Manitoba could well be next. Former PC education minister Ian Wishart announced in 2018 that a provincial governance review would take place and it is to be released in 2019.  The Manitoba School Boards Association (MSBA) strongly opposes amalgamation, claiming that the savings would be minimal and it’s a question of democracy, transparency and accountability.

All is not well with Manitoba’s existing boards. The Winnipeg School Division (WSD) was the subject of a scathing report in 2015 that criticized the irresponsible conduct and performance of trustees. In 2016, the province ordered a third-party audit, after noting that while the school board had made progress in transparency and accountability, an independent review was still required. The WSD continued “under a dark cloud” for a number of years with growing concerns that too much business was being conducted behind closed doors. While the WSD may have improved, news in January 2018 that the Louis Riel School District had suspended a school trustee, without explanation, suggests that transparency and accountability may be just a slogan.

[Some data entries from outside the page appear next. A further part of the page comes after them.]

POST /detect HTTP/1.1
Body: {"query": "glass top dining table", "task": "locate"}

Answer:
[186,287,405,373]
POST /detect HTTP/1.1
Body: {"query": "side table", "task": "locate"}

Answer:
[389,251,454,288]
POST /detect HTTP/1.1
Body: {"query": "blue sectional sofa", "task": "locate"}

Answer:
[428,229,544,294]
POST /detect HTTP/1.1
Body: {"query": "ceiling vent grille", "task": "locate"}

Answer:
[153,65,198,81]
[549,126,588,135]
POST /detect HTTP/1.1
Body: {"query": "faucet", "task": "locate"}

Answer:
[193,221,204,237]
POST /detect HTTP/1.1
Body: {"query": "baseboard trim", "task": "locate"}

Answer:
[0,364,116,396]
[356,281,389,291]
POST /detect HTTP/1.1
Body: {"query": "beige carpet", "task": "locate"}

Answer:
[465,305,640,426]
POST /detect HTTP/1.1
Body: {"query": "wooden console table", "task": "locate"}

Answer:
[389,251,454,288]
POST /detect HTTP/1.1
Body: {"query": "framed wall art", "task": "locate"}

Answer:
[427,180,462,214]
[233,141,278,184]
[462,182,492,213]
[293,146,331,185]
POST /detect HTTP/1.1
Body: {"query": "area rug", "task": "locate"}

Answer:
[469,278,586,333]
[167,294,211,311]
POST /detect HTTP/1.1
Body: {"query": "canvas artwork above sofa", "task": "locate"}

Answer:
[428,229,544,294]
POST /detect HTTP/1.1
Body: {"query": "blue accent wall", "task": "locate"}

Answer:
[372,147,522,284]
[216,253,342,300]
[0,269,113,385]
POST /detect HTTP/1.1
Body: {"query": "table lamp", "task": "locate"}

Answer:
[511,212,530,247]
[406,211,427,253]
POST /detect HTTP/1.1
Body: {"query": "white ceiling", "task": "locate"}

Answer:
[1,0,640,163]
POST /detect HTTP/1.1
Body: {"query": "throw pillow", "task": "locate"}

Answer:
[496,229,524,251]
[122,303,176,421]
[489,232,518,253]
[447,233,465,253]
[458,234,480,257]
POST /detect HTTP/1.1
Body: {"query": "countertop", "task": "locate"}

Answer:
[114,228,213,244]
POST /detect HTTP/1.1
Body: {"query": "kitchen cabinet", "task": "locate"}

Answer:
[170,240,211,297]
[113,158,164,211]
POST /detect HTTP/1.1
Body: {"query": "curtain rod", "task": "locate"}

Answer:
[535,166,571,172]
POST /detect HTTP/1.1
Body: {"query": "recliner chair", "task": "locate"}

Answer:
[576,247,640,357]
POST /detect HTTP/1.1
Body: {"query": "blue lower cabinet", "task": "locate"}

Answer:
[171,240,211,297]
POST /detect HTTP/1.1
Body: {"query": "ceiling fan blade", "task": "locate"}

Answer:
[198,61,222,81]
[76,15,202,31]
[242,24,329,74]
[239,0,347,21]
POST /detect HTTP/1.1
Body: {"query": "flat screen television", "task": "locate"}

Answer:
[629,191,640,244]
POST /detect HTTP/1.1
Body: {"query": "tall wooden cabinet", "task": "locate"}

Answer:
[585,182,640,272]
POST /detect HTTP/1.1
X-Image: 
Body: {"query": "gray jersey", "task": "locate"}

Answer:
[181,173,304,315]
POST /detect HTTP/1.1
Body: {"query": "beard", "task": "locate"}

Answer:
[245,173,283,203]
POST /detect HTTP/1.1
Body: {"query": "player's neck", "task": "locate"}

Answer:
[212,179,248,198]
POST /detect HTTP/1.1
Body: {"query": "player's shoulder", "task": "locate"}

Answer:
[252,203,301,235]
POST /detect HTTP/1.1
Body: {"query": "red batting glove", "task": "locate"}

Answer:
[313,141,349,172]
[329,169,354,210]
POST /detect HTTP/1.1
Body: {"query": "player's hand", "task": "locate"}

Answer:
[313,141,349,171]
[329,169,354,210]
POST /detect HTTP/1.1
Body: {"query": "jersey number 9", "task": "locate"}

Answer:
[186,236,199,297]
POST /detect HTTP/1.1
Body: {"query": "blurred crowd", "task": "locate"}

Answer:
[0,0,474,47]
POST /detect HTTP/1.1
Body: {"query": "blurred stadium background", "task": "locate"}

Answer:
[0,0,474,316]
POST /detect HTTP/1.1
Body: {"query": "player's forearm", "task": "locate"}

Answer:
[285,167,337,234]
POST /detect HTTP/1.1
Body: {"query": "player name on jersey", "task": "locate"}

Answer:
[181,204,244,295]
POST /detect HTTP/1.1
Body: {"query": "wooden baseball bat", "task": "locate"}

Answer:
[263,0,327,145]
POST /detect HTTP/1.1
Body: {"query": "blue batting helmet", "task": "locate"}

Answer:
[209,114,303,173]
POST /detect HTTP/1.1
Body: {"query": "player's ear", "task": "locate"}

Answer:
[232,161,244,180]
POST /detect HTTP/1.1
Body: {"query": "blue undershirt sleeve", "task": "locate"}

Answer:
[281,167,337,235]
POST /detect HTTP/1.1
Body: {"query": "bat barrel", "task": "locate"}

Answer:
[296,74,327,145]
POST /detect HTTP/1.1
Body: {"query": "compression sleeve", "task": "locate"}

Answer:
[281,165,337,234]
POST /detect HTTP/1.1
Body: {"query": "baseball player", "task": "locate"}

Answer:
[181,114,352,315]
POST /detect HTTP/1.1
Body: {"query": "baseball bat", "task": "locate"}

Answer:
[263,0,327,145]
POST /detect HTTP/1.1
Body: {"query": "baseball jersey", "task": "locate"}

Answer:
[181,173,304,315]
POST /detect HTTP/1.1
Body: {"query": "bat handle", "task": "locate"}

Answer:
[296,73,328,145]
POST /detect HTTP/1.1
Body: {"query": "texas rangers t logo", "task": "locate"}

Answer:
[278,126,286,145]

One outspoken Manitoba trustee, Patty Wiebe of Pembina Valley, MSBA Region 2 Director, urged fellow trustees in early December 2018 to send out a consistent message that elected members speak for their communities: “That we are your local elected officials. That we represent your voice when it comes to how your schools are run, and how important that voice is,” she said. “Schools are the hubs of your community, it’s important to have local voice when it comes to governing those buildings and what happens in those buildings.”

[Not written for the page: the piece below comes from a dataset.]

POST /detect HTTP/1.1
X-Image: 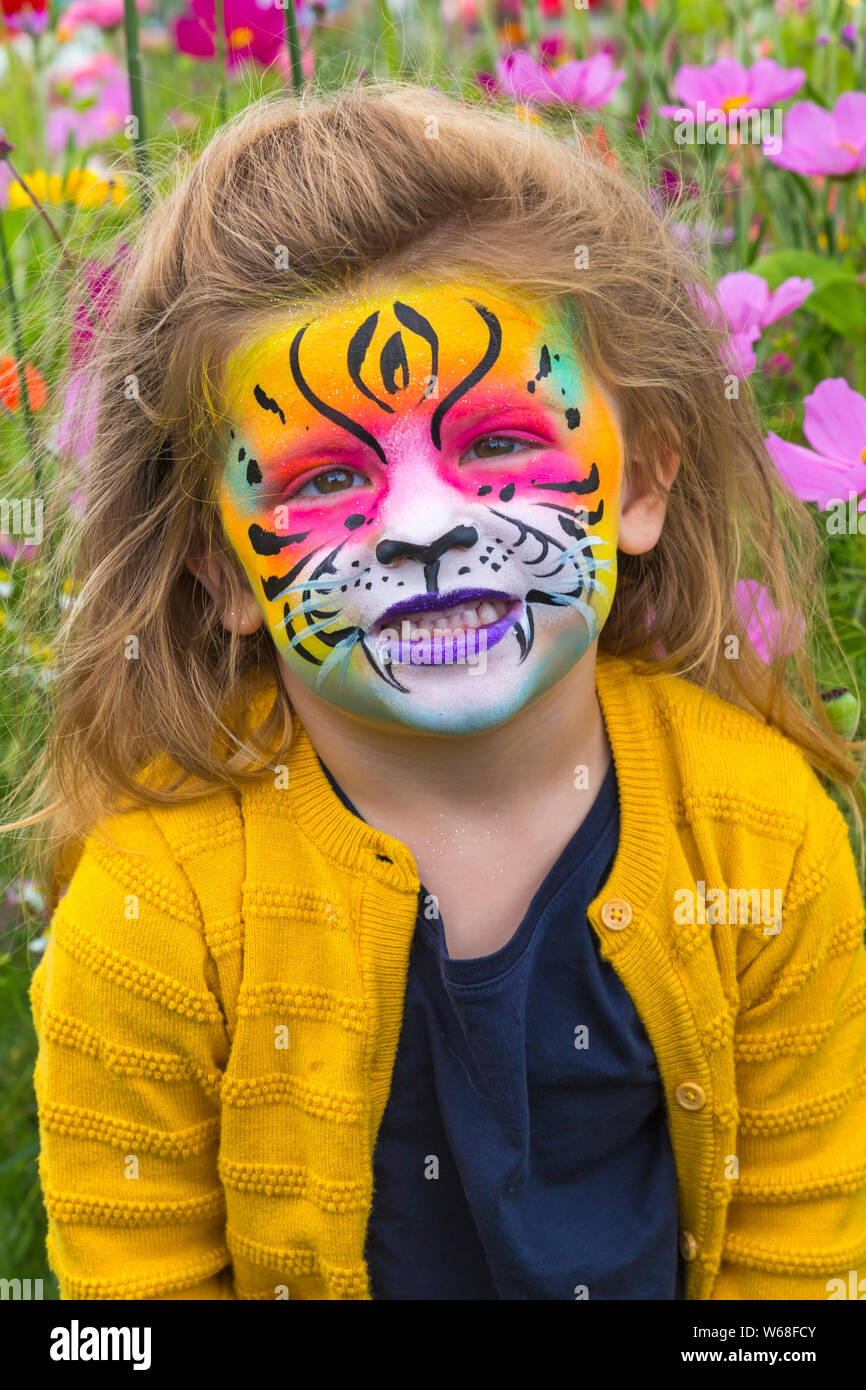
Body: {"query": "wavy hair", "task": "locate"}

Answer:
[8,81,862,900]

The Brian Pallister government in Manitoba has said everything will be examined during the education review, including proposals to eliminate or amalgamate school boards.

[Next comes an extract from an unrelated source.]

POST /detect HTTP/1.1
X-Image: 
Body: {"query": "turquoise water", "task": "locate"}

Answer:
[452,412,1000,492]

School board promoters can, and do, damage to the cause by conveying confused and contradictory messages about the philosophy and purpose of elected boards — and the expected role of elected trustees. One veteran school board consultant, Stephen Hansen of BoardsworkCA, provided a recent example of what has gone sadly wrong in school board governance.

His “New Years Message to School Trustees” espoused the sort of governance philosophy that has rendered elected board members totally ineffectual. Judging from the established ground rules, trustees are expected to behave much like children in grade school: Focus on policy and don’t mess with administrative matters; think corporate interest/regional and keep your distance from local groups; respect the code of board solidarity; express your views in a respectful manner; act as a goodwill ambassador; and come prepared to meetings (i.e., do your homework).

Giving the public a voice and bringing local concerns to bear on board decisions are not even mentioned as core responsibilities. No school reformers need apply because the rules of engagement are a recipe for toadyism. It’s just the kind of thinking that spelled the end of elected trustees in Nova Scotia.

Hardened, unresponsive, insular and unaccountable school boards tend to self-destruct.  That was the case in Nova Scotia and may well be what is happening in provinces such as Manitoba and Quebec. If Quebec and Manitoba go the way of Nova Scotia, seven of the ten provinces (including New Brunswick, Newfoundland/Labrador, and Prince Edward Island) will have eliminated elected regional school boards and adopted far more centralized educational administrative systems.

Simply brushing aside local democratic control of the schools is definitely not the answer if we wish to retain a semblance of public accountability in the education sector. Provinces eliminating elected regional boards without replacing them with locally-responsive, school-based governance alternatives can expect the same kind of backlash witnessed throughout 2018 in Nova Scotia. That’s in no one’s interest.

Will Nova Scotia turn out to be a national bellwether for educational  centralization? What lessons can be learned from the elimination of elected boards in Nova Scotia? Looking ahead in 2019, has public resistance to elected boards, as presently constituted, stiffened in the mold? Why are provincial and regional school authorities so resistant to alternatives such as school-based governance?